Your actions impact your marriage. No surprise there, right? It’s like hearing wisdom from Captain Obvious. But let’s look a little closer at two kinds of actions.
Some actions express power. Your spouse may perceive these actions as a threat to their shared control, power, or status. As a result, these actions will increase your spouse’s anxiety. Such actions include accusations, blame, contempt, or angry withdrawal. They can also include stating requests in a harsh, demanding manner or expressing your disappointments in an accusatory manner. In response to these perceived threats, your spouse will likely respond with emotionally protective behavior like defensiveness, counterattacks, or withdrawal. A vicious cycle is started.
Other actions are perceived as expressing vulnerability. These behaviors include, among others, expressing remorse, sharing empathy, expressing personal need, and accepting personal responsibility for misunderstandings or mistakes. Interestingly, when your spouse perceives a decrease in actions expressing vulnerability, they may feel emotionally neglected. Emotional neglect results in feeling threatened…and that may lead to increased anger, blame, or withdrawal as noted above. The cycle begins and goes on…and on…and on…unless we stop it.
How can we stop this cycle? Decrease behaviors that express power and increase behaviors that express vulnerability. Sounds obvious doesn’t it? But it is easier said than done. It initially feels safer to use powers that express power. But the long-term consequences of expressing power to maintain a sense of safety results in separation, pain, and the death of intimacy.
On the other hand, it’s frightening to become vulnerable. Vulnerability is scary. It makes us feel…well, vulnerable, exposed, at risk of hurt. But expressing vulnerability leads to deeper intimacy and greater satisfaction in marriages. How do we increase vulnerability and decrease power?

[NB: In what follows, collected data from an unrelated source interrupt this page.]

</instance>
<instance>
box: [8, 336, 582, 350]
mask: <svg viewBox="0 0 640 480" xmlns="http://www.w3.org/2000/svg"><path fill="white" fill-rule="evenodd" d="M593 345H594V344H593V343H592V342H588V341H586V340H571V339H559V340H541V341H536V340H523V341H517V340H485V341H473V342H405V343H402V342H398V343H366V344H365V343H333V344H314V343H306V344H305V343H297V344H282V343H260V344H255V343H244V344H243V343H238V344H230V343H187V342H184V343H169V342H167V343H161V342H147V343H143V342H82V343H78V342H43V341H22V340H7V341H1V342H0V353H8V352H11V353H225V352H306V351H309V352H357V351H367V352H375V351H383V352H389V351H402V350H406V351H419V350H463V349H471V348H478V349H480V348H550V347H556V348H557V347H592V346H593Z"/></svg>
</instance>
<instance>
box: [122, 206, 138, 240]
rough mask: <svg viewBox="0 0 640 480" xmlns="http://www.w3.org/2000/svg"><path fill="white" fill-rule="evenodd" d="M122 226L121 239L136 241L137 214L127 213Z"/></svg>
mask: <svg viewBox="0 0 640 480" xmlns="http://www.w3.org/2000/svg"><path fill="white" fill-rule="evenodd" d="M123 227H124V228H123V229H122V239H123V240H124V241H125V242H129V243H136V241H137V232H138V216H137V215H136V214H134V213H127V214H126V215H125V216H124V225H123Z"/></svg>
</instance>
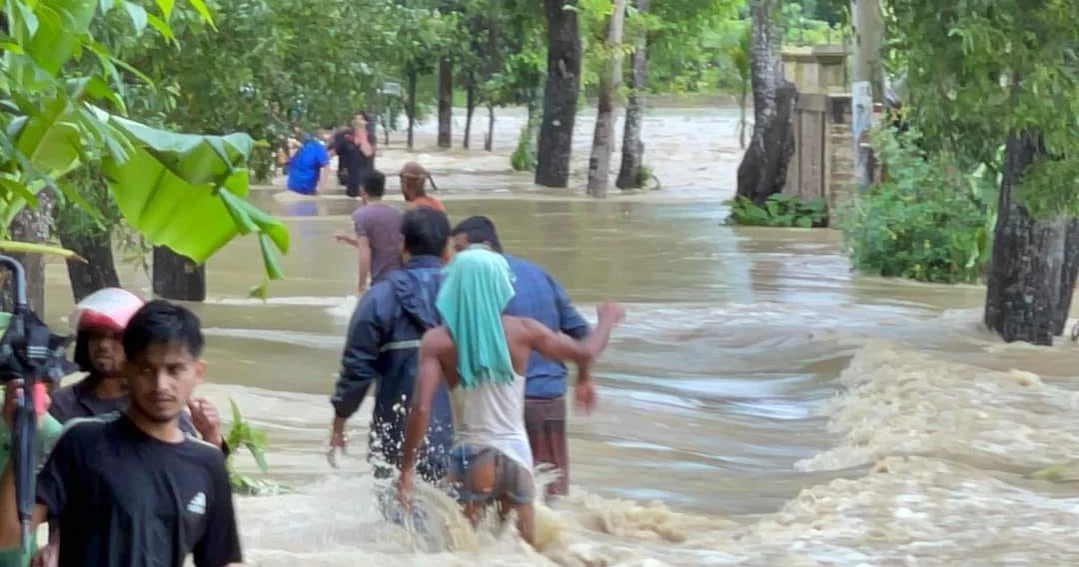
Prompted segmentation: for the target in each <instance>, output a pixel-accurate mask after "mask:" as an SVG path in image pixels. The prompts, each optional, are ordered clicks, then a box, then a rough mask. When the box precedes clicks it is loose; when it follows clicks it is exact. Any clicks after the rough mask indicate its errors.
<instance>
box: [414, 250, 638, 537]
mask: <svg viewBox="0 0 1079 567" xmlns="http://www.w3.org/2000/svg"><path fill="white" fill-rule="evenodd" d="M513 297H514V284H513V275H511V272H510V269H509V265H508V264H506V259H505V258H504V257H502V255H500V254H496V253H494V252H491V251H490V249H489V248H488V247H487V246H483V245H476V246H473V247H470V248H468V249H466V251H464V252H461V253H460V254H457V255H455V256H454V257H453V260H452V261H450V265H449V266H447V268H446V278H445V280H443V282H442V286H441V288H440V289H439V293H438V299H437V300H436V302H435V305H436V306H437V308H438V313H439V314H440V315H441V318H442V322H443V323H445V324H443V326H439V327H437V328H434V329H431V330H428V332H426V333H425V334H424V336H423V341H422V342H421V345H420V360H419V366H418V376H416V384H415V393H414V394H413V396H412V404H411V409H410V411H409V416H408V421H407V423H406V428H405V450H404V455H402V461H401V476H400V482H399V484H398V498H399V499H400V500H401V502H402V503H405V504H406V505H408V502H409V491H410V490H411V489H412V486H413V474H414V473H413V468H414V465H415V462H416V454H418V451H419V449H420V445H421V443H422V442H423V438H424V434H425V433H426V430H427V421H428V419H429V417H431V414H432V401H433V400H434V399H435V394H436V393H437V392H439V391H440V390H442V388H443V381H442V380H443V377H445V387H448V388H449V395H450V402H451V404H452V407H453V431H454V446H453V449H452V451H451V453H450V480H451V481H452V483H453V486H454V488H455V490H456V497H457V500H459V502H461V504H462V505H463V507H464V512H465V515H466V516H468V518H469V519H472V521H473V523H477V522H478V521H479V519H480V517H481V513H482V512H483V510H484V509H486V508H487V507H488V505H490V504H492V503H494V504H496V505H497V509H498V512H500V515H501V517H502V519H503V521H505V519H506V517H507V516H508V514H509V512H510V511H516V512H517V521H518V530H519V532H520V535H521V537H522V538H523V539H524V540H525V541H528V542H529V543H532V542H533V541H534V522H533V503H532V502H533V499H534V497H535V482H534V480H533V477H532V469H533V467H532V449H531V448H530V447H529V436H528V433H527V431H525V428H524V370H525V368H527V367H528V362H529V356H530V355H531V354H532V351H533V350H535V351H538V352H540V353H541V354H543V355H544V356H546V357H548V359H551V360H557V361H573V362H575V363H576V364H577V367H578V368H579V375H581V376H582V377H583V378H584V379H587V377H588V376H589V374H588V367H589V365H590V364H591V363H592V361H595V360H596V357H597V356H599V354H600V353H601V352H602V351H603V349H604V348H606V343H607V339H609V338H610V336H611V330H612V329H613V328H614V326H615V325H616V324H617V323H618V322H620V321H622V319H623V318H624V315H625V312H624V311H623V309H622V307H619V306H618V305H616V303H603V305H601V306H600V308H599V323H598V324H597V327H596V332H595V333H592V334H591V335H590V336H589V337H588V338H587V339H585V340H583V341H576V340H573V339H572V338H570V337H566V336H564V335H558V334H555V333H552V332H551V330H550V329H549V328H547V327H546V326H544V325H543V324H542V323H540V322H537V321H535V320H532V319H524V318H516V316H510V315H505V314H503V310H504V309H505V308H506V305H507V303H509V300H510V299H511V298H513Z"/></svg>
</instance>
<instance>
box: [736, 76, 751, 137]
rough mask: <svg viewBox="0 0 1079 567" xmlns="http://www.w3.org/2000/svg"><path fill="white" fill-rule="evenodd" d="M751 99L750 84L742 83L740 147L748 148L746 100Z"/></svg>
mask: <svg viewBox="0 0 1079 567" xmlns="http://www.w3.org/2000/svg"><path fill="white" fill-rule="evenodd" d="M748 99H749V85H747V84H746V83H742V85H741V94H740V95H739V97H738V108H739V110H740V112H739V114H738V147H739V148H741V149H746V126H747V122H746V102H747V100H748Z"/></svg>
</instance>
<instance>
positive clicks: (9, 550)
mask: <svg viewBox="0 0 1079 567" xmlns="http://www.w3.org/2000/svg"><path fill="white" fill-rule="evenodd" d="M0 392H2V389H0ZM62 431H64V426H62V424H60V422H59V421H57V420H56V419H55V418H54V417H52V416H50V415H47V414H46V415H45V416H44V417H43V418H42V419H41V420H40V421H39V422H38V455H37V458H38V464H41V463H44V462H45V459H46V458H47V457H49V451H50V450H52V448H53V444H55V443H56V440H57V437H59V436H60V432H62ZM10 457H11V430H9V429H8V426H6V424H4V423H3V422H2V421H0V470H3V468H4V467H6V465H8V459H9V458H10ZM31 489H32V488H31ZM30 537H31V538H32V539H33V540H35V541H33V548H37V537H38V534H37V531H35V532H33V534H31V535H30ZM31 556H32V554H24V553H23V550H22V549H21V548H18V546H15V548H11V549H6V550H0V567H26V566H27V565H29V564H30V558H31Z"/></svg>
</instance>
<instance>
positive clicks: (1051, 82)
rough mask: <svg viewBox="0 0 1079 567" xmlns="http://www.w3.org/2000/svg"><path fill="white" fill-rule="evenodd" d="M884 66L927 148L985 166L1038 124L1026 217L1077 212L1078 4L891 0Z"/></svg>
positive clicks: (992, 1) (1078, 150) (1017, 1)
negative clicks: (885, 58)
mask: <svg viewBox="0 0 1079 567" xmlns="http://www.w3.org/2000/svg"><path fill="white" fill-rule="evenodd" d="M889 4H890V10H888V11H886V17H887V18H888V19H887V23H886V29H887V31H888V33H889V35H890V38H889V41H890V51H889V53H890V54H891V59H892V60H891V62H890V63H891V66H892V68H893V69H894V70H897V71H898V72H900V73H902V75H903V76H905V86H906V90H907V91H909V92H910V98H911V120H912V123H914V124H915V125H917V126H918V127H919V129H920V130H921V132H923V133H924V135H925V137H924V139H923V140H921V143H923V145H924V146H925V147H926V148H927V149H928V150H929V151H931V152H939V151H941V152H943V151H946V152H952V153H954V154H955V156H956V159H957V160H959V162H960V163H964V164H967V165H968V166H973V164H978V163H986V164H988V163H992V161H993V160H994V156H995V153H996V151H997V148H998V147H999V145H1000V144H1002V143H1003V141H1005V140H1006V138H1007V136H1008V133H1009V132H1011V131H1037V132H1040V133H1041V134H1042V135H1043V136H1044V141H1046V149H1047V154H1048V156H1052V159H1041V160H1038V161H1036V162H1035V163H1034V164H1033V165H1032V166H1030V170H1029V171H1028V172H1026V175H1025V177H1024V183H1023V186H1022V187H1021V190H1020V197H1021V199H1022V200H1023V201H1024V204H1025V205H1026V206H1027V208H1028V210H1030V212H1032V213H1033V214H1036V215H1052V214H1057V213H1062V212H1068V213H1071V214H1076V213H1079V192H1077V191H1075V189H1074V186H1075V179H1076V176H1077V174H1079V165H1077V160H1079V122H1076V120H1075V117H1076V116H1079V57H1077V55H1076V53H1077V50H1079V11H1077V10H1076V9H1075V5H1074V4H1073V3H1071V2H1064V1H1060V0H1049V1H1039V2H1033V3H1032V2H1023V1H1020V0H972V1H966V2H960V3H958V4H954V3H941V2H937V1H934V0H891V2H890V3H889Z"/></svg>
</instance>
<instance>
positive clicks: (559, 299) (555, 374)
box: [451, 216, 596, 497]
mask: <svg viewBox="0 0 1079 567" xmlns="http://www.w3.org/2000/svg"><path fill="white" fill-rule="evenodd" d="M451 234H452V243H453V248H454V249H455V251H459V252H460V251H462V249H464V248H467V247H468V246H469V245H472V244H486V245H487V246H488V247H490V248H491V249H493V251H494V252H497V253H498V254H502V255H503V256H505V258H506V261H507V262H508V264H509V269H510V270H513V272H514V276H515V281H514V289H515V292H516V294H515V295H514V298H513V299H511V300H510V301H509V305H508V306H506V310H505V311H504V313H505V314H507V315H515V316H521V318H531V319H534V320H536V321H538V322H541V323H543V324H544V325H545V326H547V328H549V329H551V330H554V332H556V333H564V334H566V335H569V336H571V337H573V338H575V339H578V340H579V339H583V338H585V337H587V336H588V334H589V333H590V332H591V330H590V328H589V326H588V323H587V322H586V321H585V320H584V318H582V316H581V313H578V312H577V310H576V308H574V307H573V303H572V302H571V301H570V298H569V297H568V296H566V295H565V291H564V289H562V286H561V285H559V283H558V282H557V281H555V279H554V278H551V276H550V274H548V273H547V272H546V271H545V270H544V269H543V268H541V267H540V266H536V265H535V264H532V262H530V261H528V260H524V259H521V258H517V257H514V256H510V255H508V254H506V253H505V252H503V249H502V243H501V242H498V234H497V232H496V231H495V228H494V222H493V221H492V220H491V219H490V218H487V217H482V216H474V217H468V218H466V219H464V220H462V221H461V224H460V225H457V226H456V227H454V228H453V231H452V233H451ZM565 374H566V373H565V365H563V364H562V363H560V362H555V361H551V360H548V359H545V357H543V356H542V355H540V353H537V352H535V351H533V352H532V355H531V357H530V359H529V369H528V376H527V378H528V382H527V384H525V392H524V395H525V400H524V422H525V427H527V429H528V433H529V444H530V445H532V455H533V458H534V459H535V462H537V463H549V464H552V465H554V467H555V468H556V469H558V471H559V473H560V475H559V480H558V481H557V482H555V483H551V484H549V485H547V495H548V496H549V497H551V496H564V495H565V494H566V492H568V491H569V486H570V451H569V446H568V445H566V441H565V400H564V399H563V395H564V394H565ZM574 395H575V397H576V402H577V404H578V405H579V406H583V407H584V408H585V409H588V410H590V409H591V408H592V407H593V406H595V405H596V389H595V387H593V386H592V380H591V377H590V376H577V386H576V389H575V392H574Z"/></svg>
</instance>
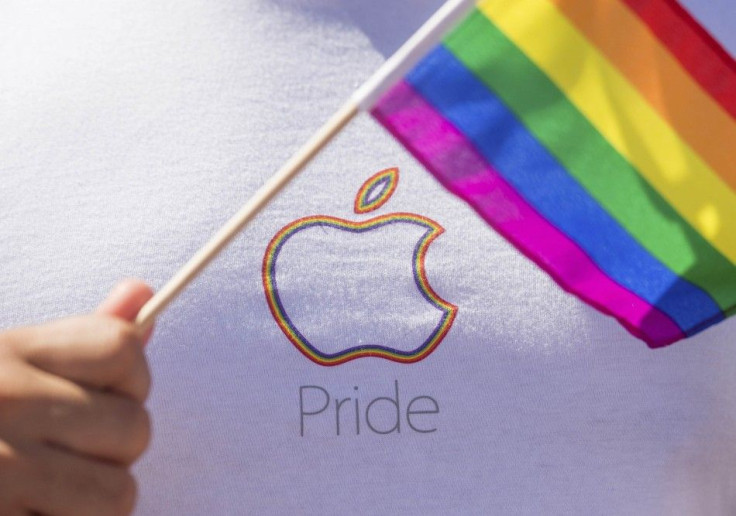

- Share emotions with your spouse. Talk about your fears and your sorrows as well as your joys and dreams. Weep with your spouse and rejoice with your spouse. After all, the number one goal in most marital arguments is about emotional connection. Start connecting now.
- Show empathy for your spouse’s concerns and fears.
- When you have a concern, express it in kindness.
- Accept responsibility for your actions and behaviors. When you say something hurtful, apologize. When you say something your spouse misunderstands, respond with a more careful explanation rather than anger and sarcasm.
- Offer forgiveness when your spouse does something hurtful.
- Share your personal needs with your spouse and allow them to help meet those needs.
Yes, actions have consequences even in marriage. Decrease actions that express power in the relationship and increase actions that communicate vulnerability before your spouse. You might be pleasantly surprised with the increased intimacy and love.